How do you protect a marine fan against salt corrosion?
We size the metallurgy and the coating to the exposure. On the wetted and salt-exposed surfaces we select 316L stainless or FRP; on structural steel we specify hot-dip galvanising or a marine-grade multi-coat paint system; and we keep sealed, greased-for-life bearings out of the salt air. Plain mild steel can pit and lose coating within 12 to 24 months in a marine atmosphere, which is why the corrosion answer is engineered to your salinity and exposure, not a default. Send us the environment and the class rule and we specify it on the GA drawing you sign off.
The deck rolls, pitches and can shock the machine. How is the fan built for motion?
The baseframe and pedestal are engineered for the class-defined roll, pitch and shock case, not a static landside base. That means a rigid, ribbed structure, anti-vibration mounts and flexible connections where the rules require, locked and marine-rated fasteners, and dynamic balance to ISO 21940 G2.5 (G1.0 on application) so the fan runs smooth while the vessel moves. Give us your class society's motion and shock criteria and we design the mounting and the structure to them.

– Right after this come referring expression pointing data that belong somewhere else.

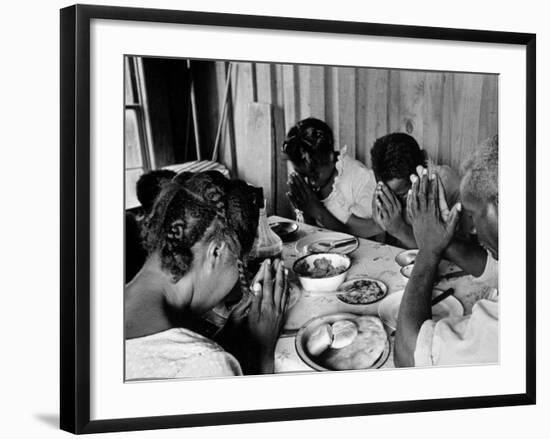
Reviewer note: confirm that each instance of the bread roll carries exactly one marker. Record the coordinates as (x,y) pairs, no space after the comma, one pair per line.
(343,334)
(320,340)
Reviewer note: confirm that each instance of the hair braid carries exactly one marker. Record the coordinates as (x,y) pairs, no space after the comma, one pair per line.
(205,206)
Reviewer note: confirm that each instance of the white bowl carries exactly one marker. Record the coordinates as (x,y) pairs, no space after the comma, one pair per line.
(324,284)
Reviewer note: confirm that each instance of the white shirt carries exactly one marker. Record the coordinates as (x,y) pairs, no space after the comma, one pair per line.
(177,353)
(352,190)
(469,339)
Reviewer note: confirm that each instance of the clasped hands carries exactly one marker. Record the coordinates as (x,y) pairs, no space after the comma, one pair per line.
(301,196)
(432,222)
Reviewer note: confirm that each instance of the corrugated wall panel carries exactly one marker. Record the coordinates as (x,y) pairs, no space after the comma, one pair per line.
(447,113)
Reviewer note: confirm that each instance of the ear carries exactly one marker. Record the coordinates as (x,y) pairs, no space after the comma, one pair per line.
(492,214)
(215,252)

Our platform has hazardous areas. Can you supply a gas-safe, spark-resistant fan?
Yes, to the area classification you give us. We build spark-resistant construction with non-sparking wheel and inlet-cone material pairings, and ATEX Zone 2/22 is self-declared per 2014/34/EU (Category 3) where the classification calls for it. To be precise, that ATEX declaration is a self-declaration of conformity, not a third-party certification. Tell us the zone, the gas group and the temperature class, and we engineer the construction and the declaration to match.

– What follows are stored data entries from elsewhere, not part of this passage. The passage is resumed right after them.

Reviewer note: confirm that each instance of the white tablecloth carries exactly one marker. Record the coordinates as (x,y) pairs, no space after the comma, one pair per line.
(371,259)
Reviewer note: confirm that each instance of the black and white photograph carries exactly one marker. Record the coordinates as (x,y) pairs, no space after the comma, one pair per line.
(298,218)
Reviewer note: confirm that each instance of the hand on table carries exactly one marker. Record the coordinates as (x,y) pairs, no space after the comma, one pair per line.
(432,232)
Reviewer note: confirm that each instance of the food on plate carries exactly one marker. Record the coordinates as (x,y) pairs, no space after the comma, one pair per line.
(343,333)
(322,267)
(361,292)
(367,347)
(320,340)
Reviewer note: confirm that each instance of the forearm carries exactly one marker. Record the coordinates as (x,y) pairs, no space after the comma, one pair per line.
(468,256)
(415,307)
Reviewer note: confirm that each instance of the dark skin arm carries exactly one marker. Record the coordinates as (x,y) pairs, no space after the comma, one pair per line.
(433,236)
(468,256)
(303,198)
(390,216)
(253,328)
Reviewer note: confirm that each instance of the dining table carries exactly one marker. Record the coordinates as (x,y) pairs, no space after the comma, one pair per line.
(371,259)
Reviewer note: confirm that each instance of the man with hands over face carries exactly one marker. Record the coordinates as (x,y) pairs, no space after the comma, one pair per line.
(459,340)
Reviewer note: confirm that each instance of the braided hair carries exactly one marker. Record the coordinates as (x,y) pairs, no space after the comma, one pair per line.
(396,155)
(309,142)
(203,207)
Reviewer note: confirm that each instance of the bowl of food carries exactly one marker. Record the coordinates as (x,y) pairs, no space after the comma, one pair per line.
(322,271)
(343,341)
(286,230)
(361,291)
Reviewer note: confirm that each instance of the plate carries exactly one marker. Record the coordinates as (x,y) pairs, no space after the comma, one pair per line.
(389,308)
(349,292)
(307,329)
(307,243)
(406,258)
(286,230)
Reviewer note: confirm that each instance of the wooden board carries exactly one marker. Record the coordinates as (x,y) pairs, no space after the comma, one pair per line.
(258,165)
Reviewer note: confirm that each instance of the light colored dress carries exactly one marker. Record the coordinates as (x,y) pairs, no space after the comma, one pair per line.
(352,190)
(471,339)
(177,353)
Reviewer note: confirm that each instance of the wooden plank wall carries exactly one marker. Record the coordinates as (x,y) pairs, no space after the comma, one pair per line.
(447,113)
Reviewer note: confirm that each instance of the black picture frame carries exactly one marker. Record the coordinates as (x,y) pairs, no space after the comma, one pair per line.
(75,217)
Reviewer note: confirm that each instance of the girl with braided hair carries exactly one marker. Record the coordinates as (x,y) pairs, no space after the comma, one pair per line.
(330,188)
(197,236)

Do you build emergency smoke and fire fans to a marine fire duration?
Yes. We build emergency smoke-and-fire extraction construction rated to hold flow at high temperature for a class-required duration — commonly 300 °C for 2 hours, or the exact rating and duration your class society specifies. The motor, wheel and construction are selected so the fan keeps moving air when the space it serves is on fire. Give us the class rule and the required temperature-time rating and we engineer to it.

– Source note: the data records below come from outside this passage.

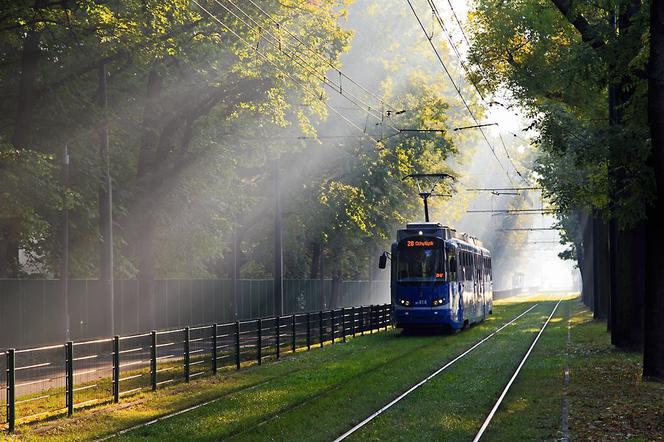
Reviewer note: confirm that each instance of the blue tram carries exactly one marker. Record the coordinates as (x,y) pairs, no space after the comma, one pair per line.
(439,278)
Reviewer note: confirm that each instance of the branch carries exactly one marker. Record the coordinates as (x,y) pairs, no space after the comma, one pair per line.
(588,34)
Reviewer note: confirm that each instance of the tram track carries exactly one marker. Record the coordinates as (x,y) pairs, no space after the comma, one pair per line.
(299,404)
(254,386)
(493,411)
(355,430)
(336,387)
(416,386)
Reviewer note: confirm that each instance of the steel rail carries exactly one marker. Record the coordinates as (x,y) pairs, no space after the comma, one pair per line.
(487,421)
(427,379)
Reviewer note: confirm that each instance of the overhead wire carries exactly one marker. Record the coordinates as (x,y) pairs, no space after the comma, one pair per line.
(266,58)
(322,57)
(457,53)
(306,65)
(458,90)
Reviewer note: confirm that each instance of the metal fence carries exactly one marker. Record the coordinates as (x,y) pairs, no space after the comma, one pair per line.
(32,312)
(55,380)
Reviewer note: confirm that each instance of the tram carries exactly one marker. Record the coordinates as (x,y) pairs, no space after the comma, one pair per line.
(439,278)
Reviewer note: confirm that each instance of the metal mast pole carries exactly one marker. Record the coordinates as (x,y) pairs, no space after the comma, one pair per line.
(278,247)
(107,198)
(65,241)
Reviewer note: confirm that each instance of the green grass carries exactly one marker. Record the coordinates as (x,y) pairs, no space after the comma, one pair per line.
(293,380)
(608,398)
(320,394)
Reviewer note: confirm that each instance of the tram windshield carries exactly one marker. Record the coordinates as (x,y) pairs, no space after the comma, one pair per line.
(421,260)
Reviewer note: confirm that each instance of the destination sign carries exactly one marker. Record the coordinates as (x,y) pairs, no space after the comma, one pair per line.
(419,243)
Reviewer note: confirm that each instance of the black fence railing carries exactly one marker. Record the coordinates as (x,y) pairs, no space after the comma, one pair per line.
(32,312)
(60,379)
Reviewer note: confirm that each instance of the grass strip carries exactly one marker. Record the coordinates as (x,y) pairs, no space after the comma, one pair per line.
(222,419)
(408,419)
(96,422)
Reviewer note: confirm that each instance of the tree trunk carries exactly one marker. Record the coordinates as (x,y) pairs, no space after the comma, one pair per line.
(627,291)
(626,306)
(601,267)
(315,260)
(105,201)
(653,343)
(145,212)
(21,139)
(586,263)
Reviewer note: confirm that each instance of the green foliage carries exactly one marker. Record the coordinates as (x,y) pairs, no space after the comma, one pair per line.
(588,159)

Do you performance-test the fans, and what about AMCA, CE, ATEX and quality certification?
Every fan is performance-tested in-house to the AMCA 210 / ISO 5801 method on our 200 HP VFD test rig, and dynamically balanced to ISO 21940 G6.3 as standard (G2.5 / G1.0 on application), with the test witnessed on request. To be precise: that in-house testing is to the AMCA 210 / ISO 5801 method, not AMCA-certified, and we are not an AMCA member; CE is self-declared per 2006/42/EC and 2014/35/EU, and ATEX Zone 2/22 is self-declared per 2014/34/EU (Category 3) where the area classification calls for it — those are self-declarations of conformity, not third-party certifications. Our only third-party certification is ISO 9001:2015. Class-society approval and witnessing is handled as project-specific scope to your named society.